Captain Savoy et ses Captain-Skis, X : le combat des héros
Avez-vous jamais regardé, par les vitres d’un bathyscaphe, le
fond d’une mer sombre et abyssale – où se meuvent des êtres hideux et secrets,
ne voyant jamais la lumière, énormes et dangereux, menaçants et
terribles ? Avez-vous jamais vu, en rêve, le fond d’une eau transparente, dans
un aquarium, peuplé de monstres dotés de carapaces, de pinces, de tentacules, d’antennes,
et vous regardant de leurs yeux noirs et cruels ? L’abîme cosmique que
Captain Savoy contemplait à présent était pareil, mais en pire !
Des êtres visqueux et immenses, se glissant comme des poulpes
parmi les étoiles, faisaient fleurir leurs tentacules buccaux, à l’infini
étirés dans ce gouffre du mal – ou leurs bras hérissés de griffes et de cornes
sanglantes, selon leur nature.

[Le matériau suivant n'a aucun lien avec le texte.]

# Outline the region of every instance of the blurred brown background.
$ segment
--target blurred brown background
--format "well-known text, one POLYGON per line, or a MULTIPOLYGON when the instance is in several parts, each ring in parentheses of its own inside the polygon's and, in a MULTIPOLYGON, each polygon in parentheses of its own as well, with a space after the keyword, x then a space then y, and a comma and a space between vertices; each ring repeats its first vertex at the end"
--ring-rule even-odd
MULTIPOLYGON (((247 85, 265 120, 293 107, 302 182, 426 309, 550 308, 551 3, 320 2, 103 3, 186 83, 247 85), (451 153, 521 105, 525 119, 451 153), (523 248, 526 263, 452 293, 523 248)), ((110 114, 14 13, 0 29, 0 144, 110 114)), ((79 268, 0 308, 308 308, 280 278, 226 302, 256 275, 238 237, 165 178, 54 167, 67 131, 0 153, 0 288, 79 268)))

Leurs effroyables visages respiraient la
malignité et la cruauté – et il suffisait, pour un homme ordinaire, de les
apercevoir brièvement pour perdre à jamais la raison !
Cependant, au cours de son initiation, Captain Savoy avait vu,
avait vécu pire ; il avait subi mille cauchemars, souffert mille morts.
Était passé par des cercles qui, rangés en spirale, étaient descendus plus bas
encore que sa vision d’à présent : on ne saurait redire ici la moindre
chose qu’il aperçut alors, ou souffrit durant son errance dans les immenses ténèbres.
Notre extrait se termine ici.